«Las personas captadas por sectas caen porque están teniendo un problema. Y suelen caer a través de alguien a quien le cuentan ese asunto, y que en vez de recomendarle ver un psiquiatra o algún profesional, le dicen: te voy a llevar a un lugar donde yo voy».
Al entrar a la Bella Nápoli encuentro a Sandro Galasso atacando un plato de sorrentinos con salsa bolognesa. Me siento junto a él y pido un bife con ensalada. Levanto la botella de vino Colón, que deja un círculo violeta sobre el hule del mantel. Lleno mi vaso. Miro en la tele de tubos que cuelga sobre la puerta. Cristina Kirchner lee a cámara un diálogo entre dos empresarios corruptos. Escancio. Alrededor, la gente ha terminado su almuerzo y se estira debajo de las mesas. Uno pide un café con un gesto. Llega mi plato. Galasso no ha detenido en ningún momento el flujo de palabras que desató tras mi saludo.

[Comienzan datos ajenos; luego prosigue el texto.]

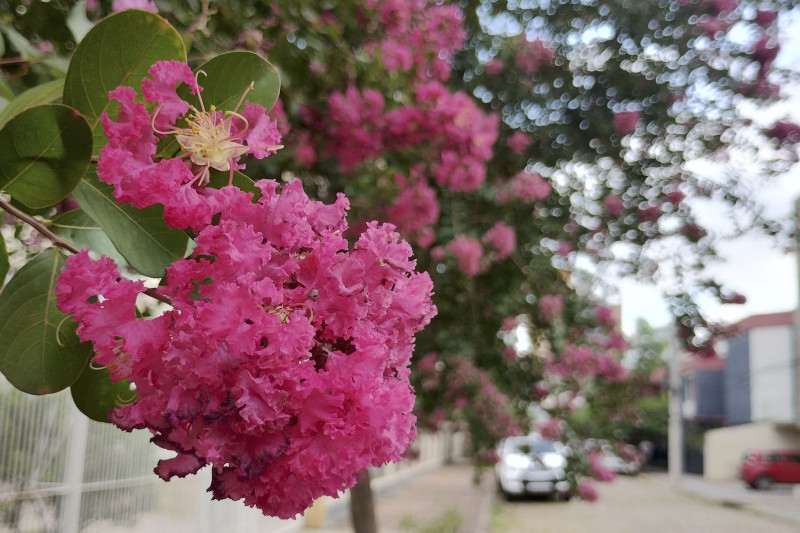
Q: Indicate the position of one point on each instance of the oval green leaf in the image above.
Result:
(229, 75)
(45, 93)
(95, 393)
(44, 151)
(81, 230)
(119, 50)
(140, 235)
(39, 350)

«Se piensa que alguien que entra en una secta es alguien ignorante, con poca cultura. Pero no es así. Hace poco tuvimos un caso en Córdoba, en Río Cuarto. Matrimonio de origen aristocrático, conformado por un hombre grande, que era médico, y la mujer ama de casa. El hijo es ingeniero agropecuario y la hija arquitecta. Mucho campo. Mucha guita.

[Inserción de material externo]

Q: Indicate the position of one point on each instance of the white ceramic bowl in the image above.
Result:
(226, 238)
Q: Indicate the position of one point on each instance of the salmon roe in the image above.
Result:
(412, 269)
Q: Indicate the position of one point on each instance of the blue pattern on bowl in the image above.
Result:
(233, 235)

Son llevados por un amigo de la familia a casa de un charlatán que decía ver vidas pasadas. El tipo era un polígamo: vivía con cuatro, cinco mujeres, en un lugar que decía que era un templo. La socia principal era una de sus esposas, una mina que se hacía llamar Timei. Hacían sesiones espiritistas, y en uno de esos encuentros terminan captando bien captada a la arquitecta, a la hija de esta familia. Le hicieron creer que en su vida anterior había matado a su hijo. Que para pagar ese delito, para cambiar el karma, y que esto y que lo otro, le tenía que ceder la mitad de los campos de la familia al maestro.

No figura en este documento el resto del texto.